Recently, a second generation of medication-tracking devices (see Table 1) has been introduced, harnessing the Internet to provide closer to real-time feedback [38]. The full impact of this next generation of devices is not yet known. However, the ability to give people and their health providers contemporaneous data about their MA might have greater potential to affect behavior and facilitate interventions to improve behavior than less immediate or less precise feedback. Carver and Scheier’s [39] control systems theory and Leventhal et al.’s [40] self-regulation models underscore the importance of timely feedback in altering behavior to conform better to goals. This wireless approach also has the potential to increase patients’ sense of self-efficacy and self-determination [41, 42]. It is consistent with the theory of planned behavior [43] for changing health behaviors as well as the current interest and proliferation of approaches to self-monitoring [44].

Table 1.

Examples of Internet-based electronic medication monitors

Product Manufacturer
GlowCaps Vitality, Inc.
http://www.glowcaps.com/
Medication Event Monitoring Systems- (MEMS®) MWV Healthcare
http://www.mwvaardex.com/Products/DataCollection/MEMSCap
Maya Medminder
www.medminder.com
Med-eMonitor InforMedix
http://www.informedix.com
SimpleMed Vaica Medical
http://www.vaica.com/products
eCAP Mediary
http://informationmediary.com/ecap/
Wisepill Wisepill Technologies
http://reports.mediscern.com/wisepill/

Objective of feasibility study

This preliminary report describes the feasibility and acceptability of using a new generation of wireless EMD in renal transplant patients who were part of a larger study of MA. These participants had already demonstrated good adherence with older, nonwireless MEMS technology. We did not know how receptive they would be to the newer technology, which is more interactive, requires placement of the vial on the reader base to upload data, and whether they would tolerate communications from a nurse coordinator that address MA records. Consequently, the present study was undertaken to ascertain participants’ willingness to use the wireless technology. Participants’ enrollment in the pilot trial using the newer wireless MEMS allowed exploration of their experience with the upgraded technology.

Methods

Six renal transplant recipients were invited, and all volunteered to use the wireless MEMS after participating in the early phase of an IRB-approved study of MA (clinicaltrials.gov #NCT00148174 [45]). The feasibility study was approved by the IRB because no additional risks were identified, expanding the earlier study to allow participants to use the wireless MEMS. In the Nevins et al. [45] study, participants were monitored with nonwireless MEMS without receiving MA feedback. They were selected for the feasibility study based on having completed the prior study and on their willingness to try the new technology. They had not participated in any research interventions to improve MA. All participants demonstrated MA ≥90 % using the standard, nonwireless MEMS cap with their immunosuppressant medication vial. Sample size was limited due to funding and time constraints. Since we were principally interested in whether the new technology was acceptable to participants, we solicited individuals who we anticipated would actually use it and would be able to provide comparative feedback based on actual experience. The study was undertaken to explore the feasibility of designing a larger clinical intervention trial using the wireless technology with a sample characterized by more heterogeneous adherence.

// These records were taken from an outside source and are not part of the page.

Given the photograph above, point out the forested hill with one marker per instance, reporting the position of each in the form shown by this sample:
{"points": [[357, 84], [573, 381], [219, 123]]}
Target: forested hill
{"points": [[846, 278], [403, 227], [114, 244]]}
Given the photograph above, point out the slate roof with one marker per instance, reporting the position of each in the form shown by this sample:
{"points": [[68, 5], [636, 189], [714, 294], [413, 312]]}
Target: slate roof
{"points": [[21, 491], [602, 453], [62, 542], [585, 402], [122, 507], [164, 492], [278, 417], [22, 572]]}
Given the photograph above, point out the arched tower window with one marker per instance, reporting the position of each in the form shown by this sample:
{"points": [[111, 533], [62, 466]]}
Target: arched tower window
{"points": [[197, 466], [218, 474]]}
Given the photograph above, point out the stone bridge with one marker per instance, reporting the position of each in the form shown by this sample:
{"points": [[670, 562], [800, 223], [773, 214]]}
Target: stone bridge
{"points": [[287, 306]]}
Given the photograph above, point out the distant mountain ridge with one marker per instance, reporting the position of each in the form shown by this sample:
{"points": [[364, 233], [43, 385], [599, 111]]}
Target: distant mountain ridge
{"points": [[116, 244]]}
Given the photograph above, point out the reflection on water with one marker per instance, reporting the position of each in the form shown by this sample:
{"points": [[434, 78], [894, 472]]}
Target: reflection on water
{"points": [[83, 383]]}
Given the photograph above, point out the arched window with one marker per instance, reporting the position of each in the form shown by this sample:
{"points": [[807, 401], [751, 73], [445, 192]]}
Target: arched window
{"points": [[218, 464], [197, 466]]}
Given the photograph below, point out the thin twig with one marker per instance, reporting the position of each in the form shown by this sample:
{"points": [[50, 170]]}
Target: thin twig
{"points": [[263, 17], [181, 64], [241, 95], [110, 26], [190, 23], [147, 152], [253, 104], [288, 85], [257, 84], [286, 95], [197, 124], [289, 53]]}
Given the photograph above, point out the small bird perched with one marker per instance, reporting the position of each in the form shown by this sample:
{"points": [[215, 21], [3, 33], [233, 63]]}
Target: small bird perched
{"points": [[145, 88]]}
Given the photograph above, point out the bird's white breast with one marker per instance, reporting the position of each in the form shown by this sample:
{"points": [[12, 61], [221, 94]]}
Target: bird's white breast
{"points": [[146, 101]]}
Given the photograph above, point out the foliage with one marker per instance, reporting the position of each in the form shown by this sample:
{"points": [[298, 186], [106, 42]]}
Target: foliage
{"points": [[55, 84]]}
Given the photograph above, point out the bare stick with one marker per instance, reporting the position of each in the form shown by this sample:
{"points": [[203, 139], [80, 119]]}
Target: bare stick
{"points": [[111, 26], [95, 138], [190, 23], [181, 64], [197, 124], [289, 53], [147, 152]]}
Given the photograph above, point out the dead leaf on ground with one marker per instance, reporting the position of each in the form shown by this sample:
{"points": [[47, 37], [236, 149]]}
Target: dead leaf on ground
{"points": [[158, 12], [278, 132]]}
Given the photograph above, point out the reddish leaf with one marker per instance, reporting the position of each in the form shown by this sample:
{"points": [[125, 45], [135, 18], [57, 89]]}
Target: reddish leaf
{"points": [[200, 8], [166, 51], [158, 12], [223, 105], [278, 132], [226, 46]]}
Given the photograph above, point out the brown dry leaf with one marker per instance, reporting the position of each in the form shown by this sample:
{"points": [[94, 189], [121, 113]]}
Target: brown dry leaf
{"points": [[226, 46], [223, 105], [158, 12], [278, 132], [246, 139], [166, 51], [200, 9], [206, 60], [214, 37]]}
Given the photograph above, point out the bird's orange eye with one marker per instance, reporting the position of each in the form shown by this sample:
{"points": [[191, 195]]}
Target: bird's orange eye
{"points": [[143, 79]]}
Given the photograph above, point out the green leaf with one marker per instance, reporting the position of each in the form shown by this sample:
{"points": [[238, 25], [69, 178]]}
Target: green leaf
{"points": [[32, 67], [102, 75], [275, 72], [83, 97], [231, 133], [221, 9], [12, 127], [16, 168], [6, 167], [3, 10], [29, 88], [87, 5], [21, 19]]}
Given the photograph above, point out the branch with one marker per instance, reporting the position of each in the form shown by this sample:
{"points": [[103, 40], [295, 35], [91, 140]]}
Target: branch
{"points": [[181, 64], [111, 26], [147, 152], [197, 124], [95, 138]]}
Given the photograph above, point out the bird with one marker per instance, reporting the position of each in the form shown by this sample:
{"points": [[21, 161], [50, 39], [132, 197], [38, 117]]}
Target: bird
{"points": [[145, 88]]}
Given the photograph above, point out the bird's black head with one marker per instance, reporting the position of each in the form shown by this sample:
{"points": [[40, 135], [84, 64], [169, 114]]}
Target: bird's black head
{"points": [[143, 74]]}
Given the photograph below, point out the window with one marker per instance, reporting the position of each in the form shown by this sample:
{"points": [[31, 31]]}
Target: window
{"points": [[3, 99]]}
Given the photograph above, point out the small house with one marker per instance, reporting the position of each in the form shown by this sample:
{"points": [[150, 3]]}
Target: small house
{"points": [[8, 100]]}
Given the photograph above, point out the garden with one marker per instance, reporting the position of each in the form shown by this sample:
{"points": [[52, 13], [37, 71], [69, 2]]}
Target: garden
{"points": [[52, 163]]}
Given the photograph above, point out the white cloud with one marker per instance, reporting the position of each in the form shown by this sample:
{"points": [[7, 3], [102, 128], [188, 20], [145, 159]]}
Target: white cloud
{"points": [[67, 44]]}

The sample included two women and four men at the University of Minnesota Medical Center whose mean age at transplant was 45.9 years. Their monitored p.o. immunosuppressant regimen was b.i.d. (i.e., 12 h apart, e.g., 8 A.M. and 8 P.M.). Four were taking mycophenolate mofetil (MMF; CellCept); two took enteric-coated mycophenolic acid (Myfortic). MA was tracked between 12/20/2012 and 8/2/2013 with the medAmigo wireless MEMS (see Fig. 1). The MEMS and wireless MEMS caps contain a plunger mechanism that moves each time the cap is removed from the pill vial. Integrated microcircuits record the time and date of vial openings. The functionality of the device is not affected by the physical characteristics (e.g., appearance or size) of the pill.

Fig. 1.

Fig. 1

MEMS cap with vial on reader

The wireless MEMS can store 3800 events and has an estimated battery life >24 months. It transfers data by telemetry to a reader that downloads, encrypts, and transmits it via wireless circuits (Global System for Mobile Communications [GSM]) to a central database. Individuals’ data can be reviewed by staff administrators (e.g., research nurse) via a secure website. Reports were generated and shared with participants providing them with feedback on the consistency of their medication taking. The wireless cap features a liquid-crystal display (LCD) indicating the number of cap openings since midnight and the hours elapsed since the last opening. This feature provides a visual reminder as to when to take the next dose or reflects whether a scheduled dose might have been missed. Wireless MEMS caps fit standard medication vials (e.g., Pro Plus Vial 30, 60, or 90 dram) in a range of sizes. Participants were instructed not to open the cap except when taking a medication and to refill vials with their medications, when necessary, only when they had already opened the vials to take a prescribed dose (i.e., so as not to overestimate doses taken). Further information is available at www.medAmigo.com.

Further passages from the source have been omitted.